Além disso, o custo não se limita ao preço do hectare. Segundo Tatiany, o produtor precisa considerar pelo menos três grupos de despesas:
Valoração do ativo ambiental: preço de mercado do hectare no mesmo bioma, sujeito às condições de oferta e demanda de cada região;
Estudos técnicos e georreferenciamento: elaboração de laudos para comprovar a equivalência ecológica e verificar possíveis sobreposições territoriais;
Procedimentos administrativos e jurídicos: retificação do CAR, elaboração de Projeto de Recomposição de Área Degradada e Alterada (PRADA) e formalização dos instrumentos necessários junto aos órgãos ambientais.
“Muitas vezes, o custo total da regularização preventiva e da compensação correta é substancialmente inferior aos prejuízos decorrentes do travamento de linhas de crédito e da imposição de embargos. O valor investido em adequação protege o patrimônio do produtor”, explica a advogada.
Passivo ambiental acompanha o imóvel
A atenção não deve ficar restrita aos proprietários que já estão produzindo. Quem pretende comprar uma propriedade rural também precisa investigar sua situação ambiental antes de fechar negócio.
Isso porque as obrigações ambientais vinculadas ao imóvel podem permanecer mesmo após a transferência da propriedade. Sem uma análise prévia, o comprador pode assumir custos de recuperação ou compensação, além de ficar sujeito a embargos, restrições de crédito e dificuldades futuras para comercializar o imóvel.
A recomendação é verificar o status do Cadastro Ambiental Rural (CAR), consultar multas, embargos e alertas ambientais e identificar eventuais sobreposições com terras indígenas, unidades de conservação, áreas públicas ou outros territórios protegidos.
Também é fundamental determinar quando ocorreu a supressão da vegetação. A informação pode ser decisiva para definir as alternativas disponíveis para a regularização.
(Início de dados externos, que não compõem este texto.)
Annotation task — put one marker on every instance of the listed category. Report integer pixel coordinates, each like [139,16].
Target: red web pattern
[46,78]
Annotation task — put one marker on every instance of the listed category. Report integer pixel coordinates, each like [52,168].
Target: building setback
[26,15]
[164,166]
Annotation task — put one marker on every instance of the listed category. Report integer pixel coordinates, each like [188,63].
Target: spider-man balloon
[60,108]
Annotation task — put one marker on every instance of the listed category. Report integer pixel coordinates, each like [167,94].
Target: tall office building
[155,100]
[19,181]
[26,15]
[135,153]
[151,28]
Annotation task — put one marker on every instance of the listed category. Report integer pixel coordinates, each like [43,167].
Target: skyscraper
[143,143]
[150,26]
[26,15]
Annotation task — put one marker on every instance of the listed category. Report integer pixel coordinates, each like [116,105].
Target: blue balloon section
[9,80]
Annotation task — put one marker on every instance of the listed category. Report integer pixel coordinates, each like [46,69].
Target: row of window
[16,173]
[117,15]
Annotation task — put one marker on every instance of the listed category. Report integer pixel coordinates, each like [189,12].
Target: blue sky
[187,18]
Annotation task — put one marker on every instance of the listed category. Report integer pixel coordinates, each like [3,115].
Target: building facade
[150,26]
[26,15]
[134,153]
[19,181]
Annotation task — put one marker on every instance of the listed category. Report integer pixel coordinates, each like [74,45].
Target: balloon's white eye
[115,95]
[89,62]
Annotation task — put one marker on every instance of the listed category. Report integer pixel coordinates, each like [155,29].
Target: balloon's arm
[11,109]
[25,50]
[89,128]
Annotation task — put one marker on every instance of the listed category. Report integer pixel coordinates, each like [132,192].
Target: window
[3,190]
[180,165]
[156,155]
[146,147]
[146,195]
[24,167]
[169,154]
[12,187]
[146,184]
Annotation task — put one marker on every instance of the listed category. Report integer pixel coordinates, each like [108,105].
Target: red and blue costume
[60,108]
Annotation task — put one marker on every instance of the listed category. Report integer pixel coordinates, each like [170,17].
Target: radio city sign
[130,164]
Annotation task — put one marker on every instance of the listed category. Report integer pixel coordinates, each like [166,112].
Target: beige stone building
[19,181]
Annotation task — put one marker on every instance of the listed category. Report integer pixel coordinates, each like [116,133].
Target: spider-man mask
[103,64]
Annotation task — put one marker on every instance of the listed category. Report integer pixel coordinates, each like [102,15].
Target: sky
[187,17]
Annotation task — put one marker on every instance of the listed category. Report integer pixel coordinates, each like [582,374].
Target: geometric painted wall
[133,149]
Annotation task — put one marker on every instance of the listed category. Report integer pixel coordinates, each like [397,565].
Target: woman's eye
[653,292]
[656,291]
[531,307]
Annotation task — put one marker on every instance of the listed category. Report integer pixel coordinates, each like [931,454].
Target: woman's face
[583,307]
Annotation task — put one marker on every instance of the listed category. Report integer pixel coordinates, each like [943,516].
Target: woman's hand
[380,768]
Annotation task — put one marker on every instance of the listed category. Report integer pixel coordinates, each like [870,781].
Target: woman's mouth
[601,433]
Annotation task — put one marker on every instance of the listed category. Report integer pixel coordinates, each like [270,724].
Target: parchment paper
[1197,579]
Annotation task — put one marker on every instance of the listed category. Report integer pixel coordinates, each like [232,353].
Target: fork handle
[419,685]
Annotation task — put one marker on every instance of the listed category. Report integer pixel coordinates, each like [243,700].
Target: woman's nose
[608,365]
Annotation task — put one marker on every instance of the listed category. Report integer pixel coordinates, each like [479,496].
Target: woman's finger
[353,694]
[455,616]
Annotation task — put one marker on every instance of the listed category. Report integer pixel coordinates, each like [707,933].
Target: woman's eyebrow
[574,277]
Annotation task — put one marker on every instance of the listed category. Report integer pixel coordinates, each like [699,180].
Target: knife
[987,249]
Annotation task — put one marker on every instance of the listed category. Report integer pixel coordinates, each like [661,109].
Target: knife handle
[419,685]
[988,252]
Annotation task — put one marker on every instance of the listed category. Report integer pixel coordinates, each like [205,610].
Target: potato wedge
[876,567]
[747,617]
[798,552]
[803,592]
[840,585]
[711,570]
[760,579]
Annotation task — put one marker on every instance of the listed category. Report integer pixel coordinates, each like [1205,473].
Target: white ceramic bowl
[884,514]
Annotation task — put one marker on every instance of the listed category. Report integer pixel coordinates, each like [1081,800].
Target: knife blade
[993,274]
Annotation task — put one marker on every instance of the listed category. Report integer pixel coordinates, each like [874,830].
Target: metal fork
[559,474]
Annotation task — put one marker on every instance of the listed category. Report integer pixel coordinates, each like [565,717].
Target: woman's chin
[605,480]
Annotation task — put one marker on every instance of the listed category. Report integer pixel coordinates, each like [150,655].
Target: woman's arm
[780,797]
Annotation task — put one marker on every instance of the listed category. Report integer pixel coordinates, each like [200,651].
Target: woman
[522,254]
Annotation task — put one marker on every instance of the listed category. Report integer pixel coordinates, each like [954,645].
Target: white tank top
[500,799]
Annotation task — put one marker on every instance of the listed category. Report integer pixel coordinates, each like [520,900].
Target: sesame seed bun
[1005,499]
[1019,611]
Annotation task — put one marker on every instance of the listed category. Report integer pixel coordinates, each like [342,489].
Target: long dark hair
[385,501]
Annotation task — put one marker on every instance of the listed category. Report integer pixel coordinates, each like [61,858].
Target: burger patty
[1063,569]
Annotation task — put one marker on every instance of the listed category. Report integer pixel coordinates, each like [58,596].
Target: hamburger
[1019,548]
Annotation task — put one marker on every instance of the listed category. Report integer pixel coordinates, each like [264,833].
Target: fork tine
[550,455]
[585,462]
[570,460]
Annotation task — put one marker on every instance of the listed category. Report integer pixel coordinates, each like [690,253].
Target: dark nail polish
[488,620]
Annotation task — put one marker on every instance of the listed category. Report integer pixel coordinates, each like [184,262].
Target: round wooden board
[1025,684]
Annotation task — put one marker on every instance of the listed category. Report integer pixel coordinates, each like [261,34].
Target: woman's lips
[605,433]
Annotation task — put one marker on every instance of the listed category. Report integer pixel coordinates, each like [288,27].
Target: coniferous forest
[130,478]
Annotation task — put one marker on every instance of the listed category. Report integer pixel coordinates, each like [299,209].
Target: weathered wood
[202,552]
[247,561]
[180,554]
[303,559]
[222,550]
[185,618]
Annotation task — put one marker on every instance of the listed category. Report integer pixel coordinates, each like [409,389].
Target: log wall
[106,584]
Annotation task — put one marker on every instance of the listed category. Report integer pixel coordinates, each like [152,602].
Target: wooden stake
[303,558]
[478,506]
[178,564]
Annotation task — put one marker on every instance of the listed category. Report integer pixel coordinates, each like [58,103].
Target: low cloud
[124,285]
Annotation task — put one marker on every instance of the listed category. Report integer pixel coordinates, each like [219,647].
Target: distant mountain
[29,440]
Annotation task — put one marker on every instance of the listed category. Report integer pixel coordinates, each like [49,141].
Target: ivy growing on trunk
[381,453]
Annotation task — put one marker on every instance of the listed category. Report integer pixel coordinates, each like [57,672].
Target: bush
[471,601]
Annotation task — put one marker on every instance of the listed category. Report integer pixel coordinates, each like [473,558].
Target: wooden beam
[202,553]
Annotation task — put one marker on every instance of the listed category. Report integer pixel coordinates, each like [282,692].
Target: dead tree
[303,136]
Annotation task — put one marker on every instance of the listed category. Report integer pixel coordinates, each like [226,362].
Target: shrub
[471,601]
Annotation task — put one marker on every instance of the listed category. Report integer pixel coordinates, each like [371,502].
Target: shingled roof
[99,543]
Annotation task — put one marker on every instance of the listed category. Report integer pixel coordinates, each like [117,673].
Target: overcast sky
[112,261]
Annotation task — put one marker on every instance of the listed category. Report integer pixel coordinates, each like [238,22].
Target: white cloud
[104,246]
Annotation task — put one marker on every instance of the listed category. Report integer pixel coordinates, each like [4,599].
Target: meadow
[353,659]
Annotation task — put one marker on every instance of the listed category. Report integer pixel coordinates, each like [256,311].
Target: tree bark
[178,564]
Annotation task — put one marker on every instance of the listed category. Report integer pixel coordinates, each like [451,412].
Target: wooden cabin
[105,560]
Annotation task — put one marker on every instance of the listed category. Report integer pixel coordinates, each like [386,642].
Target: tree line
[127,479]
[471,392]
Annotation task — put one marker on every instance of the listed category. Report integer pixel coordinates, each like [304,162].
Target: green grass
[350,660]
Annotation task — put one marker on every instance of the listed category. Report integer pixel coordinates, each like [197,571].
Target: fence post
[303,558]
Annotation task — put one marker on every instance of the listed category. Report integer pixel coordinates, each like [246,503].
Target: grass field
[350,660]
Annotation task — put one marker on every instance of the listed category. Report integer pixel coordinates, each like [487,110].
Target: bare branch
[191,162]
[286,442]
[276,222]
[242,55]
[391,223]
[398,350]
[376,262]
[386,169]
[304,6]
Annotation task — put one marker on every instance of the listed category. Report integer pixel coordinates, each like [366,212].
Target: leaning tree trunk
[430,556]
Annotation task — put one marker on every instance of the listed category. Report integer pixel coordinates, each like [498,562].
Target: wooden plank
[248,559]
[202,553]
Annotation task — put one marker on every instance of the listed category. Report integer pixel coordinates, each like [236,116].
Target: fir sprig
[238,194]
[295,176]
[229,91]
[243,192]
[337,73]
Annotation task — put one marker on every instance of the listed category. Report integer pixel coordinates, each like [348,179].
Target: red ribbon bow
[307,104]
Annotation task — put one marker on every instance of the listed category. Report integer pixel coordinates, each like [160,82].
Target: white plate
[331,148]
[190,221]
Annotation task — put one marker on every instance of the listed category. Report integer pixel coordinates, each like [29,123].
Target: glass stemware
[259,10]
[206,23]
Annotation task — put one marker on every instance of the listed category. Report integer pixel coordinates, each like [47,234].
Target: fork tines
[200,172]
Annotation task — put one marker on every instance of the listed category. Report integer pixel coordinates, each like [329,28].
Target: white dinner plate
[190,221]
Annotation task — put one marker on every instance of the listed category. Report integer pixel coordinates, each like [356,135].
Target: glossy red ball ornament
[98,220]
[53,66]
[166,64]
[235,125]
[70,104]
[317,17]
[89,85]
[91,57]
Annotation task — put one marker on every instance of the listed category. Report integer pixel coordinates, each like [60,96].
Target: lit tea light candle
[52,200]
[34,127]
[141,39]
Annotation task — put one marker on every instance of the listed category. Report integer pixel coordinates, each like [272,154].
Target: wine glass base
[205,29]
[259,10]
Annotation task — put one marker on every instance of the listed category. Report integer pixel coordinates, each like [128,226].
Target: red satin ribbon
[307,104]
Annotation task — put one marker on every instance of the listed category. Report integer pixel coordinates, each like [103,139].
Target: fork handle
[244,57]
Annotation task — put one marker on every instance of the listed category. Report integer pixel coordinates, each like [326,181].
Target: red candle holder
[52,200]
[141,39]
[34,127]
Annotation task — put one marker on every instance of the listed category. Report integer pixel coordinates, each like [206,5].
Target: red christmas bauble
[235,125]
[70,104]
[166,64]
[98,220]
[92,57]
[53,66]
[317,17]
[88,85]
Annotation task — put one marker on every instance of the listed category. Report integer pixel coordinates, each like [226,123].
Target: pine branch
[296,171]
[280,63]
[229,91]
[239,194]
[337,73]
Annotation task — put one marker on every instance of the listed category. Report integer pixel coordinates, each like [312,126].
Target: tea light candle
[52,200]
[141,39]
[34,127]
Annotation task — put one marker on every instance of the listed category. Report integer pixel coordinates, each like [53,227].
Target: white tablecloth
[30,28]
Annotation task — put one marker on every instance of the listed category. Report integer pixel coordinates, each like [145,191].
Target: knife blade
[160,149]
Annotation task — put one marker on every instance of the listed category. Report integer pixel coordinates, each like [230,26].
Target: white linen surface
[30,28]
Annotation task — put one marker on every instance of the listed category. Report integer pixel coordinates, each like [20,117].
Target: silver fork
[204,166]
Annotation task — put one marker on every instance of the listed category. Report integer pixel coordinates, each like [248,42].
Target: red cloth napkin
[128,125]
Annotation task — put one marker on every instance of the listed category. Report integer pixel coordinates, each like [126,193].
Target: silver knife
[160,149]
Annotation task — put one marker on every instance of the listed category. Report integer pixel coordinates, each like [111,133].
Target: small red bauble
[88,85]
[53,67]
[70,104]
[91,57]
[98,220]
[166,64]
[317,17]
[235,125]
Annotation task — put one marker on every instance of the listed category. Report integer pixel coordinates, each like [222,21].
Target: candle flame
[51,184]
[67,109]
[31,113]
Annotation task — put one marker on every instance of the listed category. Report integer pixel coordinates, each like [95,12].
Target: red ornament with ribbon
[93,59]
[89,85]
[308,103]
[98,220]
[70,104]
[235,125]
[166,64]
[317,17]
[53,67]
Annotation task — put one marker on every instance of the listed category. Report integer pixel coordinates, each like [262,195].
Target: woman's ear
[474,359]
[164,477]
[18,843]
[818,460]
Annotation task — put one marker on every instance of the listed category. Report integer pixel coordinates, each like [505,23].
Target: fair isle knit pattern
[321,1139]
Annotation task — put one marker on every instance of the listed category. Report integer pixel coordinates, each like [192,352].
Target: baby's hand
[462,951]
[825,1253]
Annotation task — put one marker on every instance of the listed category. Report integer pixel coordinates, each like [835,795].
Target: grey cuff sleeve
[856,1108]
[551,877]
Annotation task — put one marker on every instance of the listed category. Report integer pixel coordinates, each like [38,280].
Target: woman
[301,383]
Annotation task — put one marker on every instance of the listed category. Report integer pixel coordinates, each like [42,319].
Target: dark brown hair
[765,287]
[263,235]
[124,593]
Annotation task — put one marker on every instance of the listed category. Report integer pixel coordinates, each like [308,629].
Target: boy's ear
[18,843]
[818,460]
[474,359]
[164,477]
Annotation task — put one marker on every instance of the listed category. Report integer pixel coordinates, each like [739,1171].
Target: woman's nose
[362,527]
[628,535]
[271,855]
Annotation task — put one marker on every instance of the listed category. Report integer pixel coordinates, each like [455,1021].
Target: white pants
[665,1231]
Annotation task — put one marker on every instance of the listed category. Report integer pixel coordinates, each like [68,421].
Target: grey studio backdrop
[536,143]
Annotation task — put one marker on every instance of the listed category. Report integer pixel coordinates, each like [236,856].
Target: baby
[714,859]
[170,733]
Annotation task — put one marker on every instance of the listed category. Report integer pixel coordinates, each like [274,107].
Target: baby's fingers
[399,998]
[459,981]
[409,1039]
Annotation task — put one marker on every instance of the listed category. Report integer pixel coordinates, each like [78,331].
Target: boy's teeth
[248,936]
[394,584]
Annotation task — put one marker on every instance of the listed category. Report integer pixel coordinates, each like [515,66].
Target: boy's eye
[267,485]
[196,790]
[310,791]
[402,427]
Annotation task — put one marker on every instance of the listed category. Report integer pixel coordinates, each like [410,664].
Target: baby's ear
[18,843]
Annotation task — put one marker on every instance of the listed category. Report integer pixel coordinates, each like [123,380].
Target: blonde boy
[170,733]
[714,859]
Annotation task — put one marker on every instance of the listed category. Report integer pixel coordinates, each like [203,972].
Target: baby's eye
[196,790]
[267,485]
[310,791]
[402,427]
Checklist antes de comprar ou regularizar uma propriedade
Para reduzir riscos, a especialista recomenda:
verificar o status e a validação do CAR junto ao órgão ambiental competente;
consultar alertas ambientais e eventuais embargos no Ibama e nos sistemas estaduais;
analisar possíveis sobreposições geográficas com áreas protegidas ou não destinadas;
comprovar, por meio de documentos e imagens de satélite, a data da intervenção;
identificar compromissos de recuperação ou compensação já vinculados ao imóvel;
avaliar previamente os custos técnicos, administrativos e jurídicos da regularização.
Para Tatiany, a regularização deixou de ser apenas uma questão de conformidade ambiental e passou a integrar diretamente a gestão patrimonial e financeira do produtor.
“Diante de um ecossistema financeiro e fiscalizatório que cruza dados de satélite com contratos bancários em tempo real, a compensação ambiental dentro da legalidade é a garantia da continuidade produtiva e do valor de mercado da propriedade rural”, afirma.
Sobre a advogada
Tatiany Teixeira é advogada com mais de 10 anos de experiência e atuação voltada ao agronegócio. Graduada pela Universidade Católica de Brasília (UCB), possui especializações em Direito Civil, Processo Civil, Direito Ambiental e Direito Agrário. É presidente da Comissão de Direito do Agronegócio da OAB/DF e atua na assessoria jurídica de produtores rurais, empresas e entidades ligadas ao setor, com foco em regularização ambiental, contratos agrários e segurança jurídica no campo.